Partita di straordinaria intensità, bella e divertente, giocata di fronte ad oltre 400 spettatori (record di pubblico per la Tensostruttura di via della Pace). Una gara tiratissima, con i primi due quarti in fotocopia: avvio forte di marca prenestina e prepotente ritorno dei virtussini sapientemente guidati in panchina da coach Origlio. Terza e quarta frazione giocate sul filo del punto a punto dove, praticamente, ogni canestro equivaleva ad un sorpasso.

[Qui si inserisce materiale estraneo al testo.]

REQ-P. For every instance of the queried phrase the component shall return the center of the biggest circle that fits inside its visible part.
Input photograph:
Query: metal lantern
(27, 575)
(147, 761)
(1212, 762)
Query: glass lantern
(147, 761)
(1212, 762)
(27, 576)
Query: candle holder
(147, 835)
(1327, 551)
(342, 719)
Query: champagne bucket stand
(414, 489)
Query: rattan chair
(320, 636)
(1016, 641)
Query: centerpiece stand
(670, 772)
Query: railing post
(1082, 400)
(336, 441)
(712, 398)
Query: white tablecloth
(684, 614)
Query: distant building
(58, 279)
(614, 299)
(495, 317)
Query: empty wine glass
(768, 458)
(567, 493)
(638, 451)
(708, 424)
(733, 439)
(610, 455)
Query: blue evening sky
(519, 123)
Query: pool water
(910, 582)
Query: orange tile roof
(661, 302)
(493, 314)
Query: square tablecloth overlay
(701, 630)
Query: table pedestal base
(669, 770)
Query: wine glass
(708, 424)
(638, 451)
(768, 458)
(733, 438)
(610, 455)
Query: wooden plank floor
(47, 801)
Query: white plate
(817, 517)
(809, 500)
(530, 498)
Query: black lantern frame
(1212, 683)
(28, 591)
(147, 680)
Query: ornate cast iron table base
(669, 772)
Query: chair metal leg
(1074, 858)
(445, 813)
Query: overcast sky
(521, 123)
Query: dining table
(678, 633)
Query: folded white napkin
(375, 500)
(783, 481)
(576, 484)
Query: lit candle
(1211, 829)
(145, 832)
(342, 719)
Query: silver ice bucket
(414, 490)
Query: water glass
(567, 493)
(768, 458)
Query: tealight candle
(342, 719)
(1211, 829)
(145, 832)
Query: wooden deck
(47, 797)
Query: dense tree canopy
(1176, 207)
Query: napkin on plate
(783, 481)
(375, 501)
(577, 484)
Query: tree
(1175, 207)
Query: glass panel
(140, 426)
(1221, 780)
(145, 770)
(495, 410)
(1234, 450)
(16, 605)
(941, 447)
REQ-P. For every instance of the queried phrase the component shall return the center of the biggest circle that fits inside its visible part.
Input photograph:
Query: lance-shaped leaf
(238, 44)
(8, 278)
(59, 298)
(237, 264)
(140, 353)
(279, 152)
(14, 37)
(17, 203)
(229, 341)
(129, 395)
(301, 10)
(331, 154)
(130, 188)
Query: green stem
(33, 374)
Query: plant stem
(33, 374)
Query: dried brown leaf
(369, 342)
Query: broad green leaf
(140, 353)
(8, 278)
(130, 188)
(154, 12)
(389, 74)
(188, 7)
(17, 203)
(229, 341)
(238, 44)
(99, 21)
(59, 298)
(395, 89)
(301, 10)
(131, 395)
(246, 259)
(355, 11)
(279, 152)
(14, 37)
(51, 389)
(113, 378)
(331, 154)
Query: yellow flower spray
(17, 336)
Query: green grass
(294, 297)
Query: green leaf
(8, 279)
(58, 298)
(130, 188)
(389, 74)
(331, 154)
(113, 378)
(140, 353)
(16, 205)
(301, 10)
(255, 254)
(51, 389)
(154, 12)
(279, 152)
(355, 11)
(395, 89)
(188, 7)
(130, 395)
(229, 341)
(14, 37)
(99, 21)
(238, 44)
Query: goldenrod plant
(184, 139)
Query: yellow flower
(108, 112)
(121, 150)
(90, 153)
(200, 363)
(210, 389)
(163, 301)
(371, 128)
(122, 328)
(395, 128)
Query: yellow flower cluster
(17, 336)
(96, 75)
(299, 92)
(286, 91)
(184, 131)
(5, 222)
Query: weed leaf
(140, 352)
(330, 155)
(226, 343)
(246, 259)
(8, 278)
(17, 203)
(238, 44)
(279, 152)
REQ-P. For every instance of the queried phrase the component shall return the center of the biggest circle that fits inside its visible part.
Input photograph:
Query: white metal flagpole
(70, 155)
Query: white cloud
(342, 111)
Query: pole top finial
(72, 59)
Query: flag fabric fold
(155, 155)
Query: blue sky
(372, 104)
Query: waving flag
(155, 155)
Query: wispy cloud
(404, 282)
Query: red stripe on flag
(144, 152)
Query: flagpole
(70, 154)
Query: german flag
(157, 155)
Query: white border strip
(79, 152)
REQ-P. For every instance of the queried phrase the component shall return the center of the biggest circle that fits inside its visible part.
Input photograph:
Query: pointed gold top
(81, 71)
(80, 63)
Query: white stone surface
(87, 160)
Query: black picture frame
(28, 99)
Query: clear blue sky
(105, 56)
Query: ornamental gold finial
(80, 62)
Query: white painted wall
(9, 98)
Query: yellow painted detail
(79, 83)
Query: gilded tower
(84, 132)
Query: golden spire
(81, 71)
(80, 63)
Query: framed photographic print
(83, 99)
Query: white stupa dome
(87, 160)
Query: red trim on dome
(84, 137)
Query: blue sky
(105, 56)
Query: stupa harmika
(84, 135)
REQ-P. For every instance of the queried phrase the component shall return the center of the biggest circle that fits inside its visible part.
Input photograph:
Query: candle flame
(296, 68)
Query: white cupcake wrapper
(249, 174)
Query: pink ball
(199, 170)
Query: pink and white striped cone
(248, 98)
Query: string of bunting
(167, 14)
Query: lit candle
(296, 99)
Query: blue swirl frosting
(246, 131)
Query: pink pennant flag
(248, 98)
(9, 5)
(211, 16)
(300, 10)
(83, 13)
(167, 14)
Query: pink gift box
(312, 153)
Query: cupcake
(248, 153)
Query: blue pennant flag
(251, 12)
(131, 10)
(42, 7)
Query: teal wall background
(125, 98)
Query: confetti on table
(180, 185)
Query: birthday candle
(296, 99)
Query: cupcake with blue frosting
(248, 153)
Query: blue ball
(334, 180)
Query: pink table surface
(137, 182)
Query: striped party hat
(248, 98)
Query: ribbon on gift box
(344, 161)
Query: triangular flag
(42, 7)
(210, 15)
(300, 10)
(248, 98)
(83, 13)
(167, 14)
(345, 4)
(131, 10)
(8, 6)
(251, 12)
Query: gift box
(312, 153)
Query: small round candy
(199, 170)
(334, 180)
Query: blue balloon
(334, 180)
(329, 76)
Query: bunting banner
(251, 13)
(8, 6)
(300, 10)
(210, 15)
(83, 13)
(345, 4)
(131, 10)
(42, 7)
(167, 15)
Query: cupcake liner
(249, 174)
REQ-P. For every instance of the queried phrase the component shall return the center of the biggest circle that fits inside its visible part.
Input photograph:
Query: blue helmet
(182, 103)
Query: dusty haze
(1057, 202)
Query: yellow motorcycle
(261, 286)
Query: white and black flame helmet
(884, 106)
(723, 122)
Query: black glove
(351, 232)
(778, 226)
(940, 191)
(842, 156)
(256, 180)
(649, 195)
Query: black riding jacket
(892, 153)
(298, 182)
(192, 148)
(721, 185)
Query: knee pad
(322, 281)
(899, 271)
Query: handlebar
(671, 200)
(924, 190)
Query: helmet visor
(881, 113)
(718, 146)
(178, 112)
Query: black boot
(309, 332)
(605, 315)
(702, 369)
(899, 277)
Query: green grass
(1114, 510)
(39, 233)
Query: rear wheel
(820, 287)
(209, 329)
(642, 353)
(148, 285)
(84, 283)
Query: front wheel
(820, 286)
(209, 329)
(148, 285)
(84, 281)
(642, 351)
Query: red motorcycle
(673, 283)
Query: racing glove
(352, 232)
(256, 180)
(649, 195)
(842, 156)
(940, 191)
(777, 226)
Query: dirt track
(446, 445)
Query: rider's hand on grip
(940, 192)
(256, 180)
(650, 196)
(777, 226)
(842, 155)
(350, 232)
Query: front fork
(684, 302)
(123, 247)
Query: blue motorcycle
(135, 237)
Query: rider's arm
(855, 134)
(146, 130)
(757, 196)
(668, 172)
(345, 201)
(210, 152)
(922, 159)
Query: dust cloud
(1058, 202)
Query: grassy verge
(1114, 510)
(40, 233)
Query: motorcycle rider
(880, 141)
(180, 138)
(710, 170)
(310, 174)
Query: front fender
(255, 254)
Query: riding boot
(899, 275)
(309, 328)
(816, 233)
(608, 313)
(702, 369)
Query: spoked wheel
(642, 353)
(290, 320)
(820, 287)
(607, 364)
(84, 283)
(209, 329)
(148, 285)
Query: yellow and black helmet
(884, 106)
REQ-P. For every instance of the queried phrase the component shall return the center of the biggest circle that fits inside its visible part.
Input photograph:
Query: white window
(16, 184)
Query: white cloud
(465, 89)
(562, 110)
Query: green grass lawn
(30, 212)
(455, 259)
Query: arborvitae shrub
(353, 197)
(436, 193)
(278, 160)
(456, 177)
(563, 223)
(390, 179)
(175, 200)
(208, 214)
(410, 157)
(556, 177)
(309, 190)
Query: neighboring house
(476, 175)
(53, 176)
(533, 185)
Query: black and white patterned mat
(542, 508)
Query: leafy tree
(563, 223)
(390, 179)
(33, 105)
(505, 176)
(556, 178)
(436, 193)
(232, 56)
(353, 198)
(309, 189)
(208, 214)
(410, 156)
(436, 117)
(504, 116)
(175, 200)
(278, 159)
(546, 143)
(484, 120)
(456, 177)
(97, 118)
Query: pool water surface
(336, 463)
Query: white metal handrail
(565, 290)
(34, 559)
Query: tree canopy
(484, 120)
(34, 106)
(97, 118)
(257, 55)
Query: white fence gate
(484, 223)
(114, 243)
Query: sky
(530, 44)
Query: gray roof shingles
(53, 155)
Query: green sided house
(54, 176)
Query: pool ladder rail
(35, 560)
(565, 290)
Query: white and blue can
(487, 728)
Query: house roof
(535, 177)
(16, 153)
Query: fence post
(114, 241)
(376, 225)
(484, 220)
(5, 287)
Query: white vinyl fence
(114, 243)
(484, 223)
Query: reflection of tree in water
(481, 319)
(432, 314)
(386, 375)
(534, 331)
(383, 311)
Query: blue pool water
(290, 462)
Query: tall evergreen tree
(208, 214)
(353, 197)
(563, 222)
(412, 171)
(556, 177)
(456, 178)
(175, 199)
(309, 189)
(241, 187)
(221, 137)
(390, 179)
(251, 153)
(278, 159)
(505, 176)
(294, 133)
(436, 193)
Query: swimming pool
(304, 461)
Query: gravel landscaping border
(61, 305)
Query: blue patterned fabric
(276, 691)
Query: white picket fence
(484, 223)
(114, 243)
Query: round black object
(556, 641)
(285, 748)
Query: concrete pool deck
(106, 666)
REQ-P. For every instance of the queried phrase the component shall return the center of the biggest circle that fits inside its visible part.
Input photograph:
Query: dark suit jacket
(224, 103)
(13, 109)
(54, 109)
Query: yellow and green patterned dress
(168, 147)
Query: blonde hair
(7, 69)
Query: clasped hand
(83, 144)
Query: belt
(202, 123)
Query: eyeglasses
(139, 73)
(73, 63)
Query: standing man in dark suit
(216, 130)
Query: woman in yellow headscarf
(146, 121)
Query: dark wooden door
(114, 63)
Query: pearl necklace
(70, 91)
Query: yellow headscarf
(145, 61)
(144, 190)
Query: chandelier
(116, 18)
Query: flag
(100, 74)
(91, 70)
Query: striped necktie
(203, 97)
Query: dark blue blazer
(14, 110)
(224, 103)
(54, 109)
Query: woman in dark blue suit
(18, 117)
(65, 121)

Alla fine, decide una gran giocata di De Fabritiis, che si conferma vero e proprio ammazzagrandi avendo realizzato anche contro Cassino il canestro della vittoria a pochi secondi dalla fine.

Per regalare il derby alla Virtus, stavolta il numero 8 ha scelto una giocata spettacolare: un canestro da due difficilissimo, in isolamento, buttandosi indietro dall’angolo per il 77-75 finale. Ma quello di ieri sera, come sottolineato dal coach, è stato ancora una volta il successo del gruppo: dello staff tecnico, di Bisconti (ieri top scorer), Guarino, Carrizo, Reali, Caceres, Reali, Di Ianni che, a turno, si sono caricati sulle spalle la squadra ma anche dei giovani che, pur non entrando, non hanno mai fatto mancare la loro partecipazione.

«Naturalmente i nostri obiettivi non cambiano – ha concluso coach Origlio – come non cambiamo quelli dei vinti. Onore a Palestrina che ha dimostrato sul campo di essere una squadra forte, profonda nelle rotazioni e abituata a giocare partite di questo tipo con giocatori di spiccate qualità».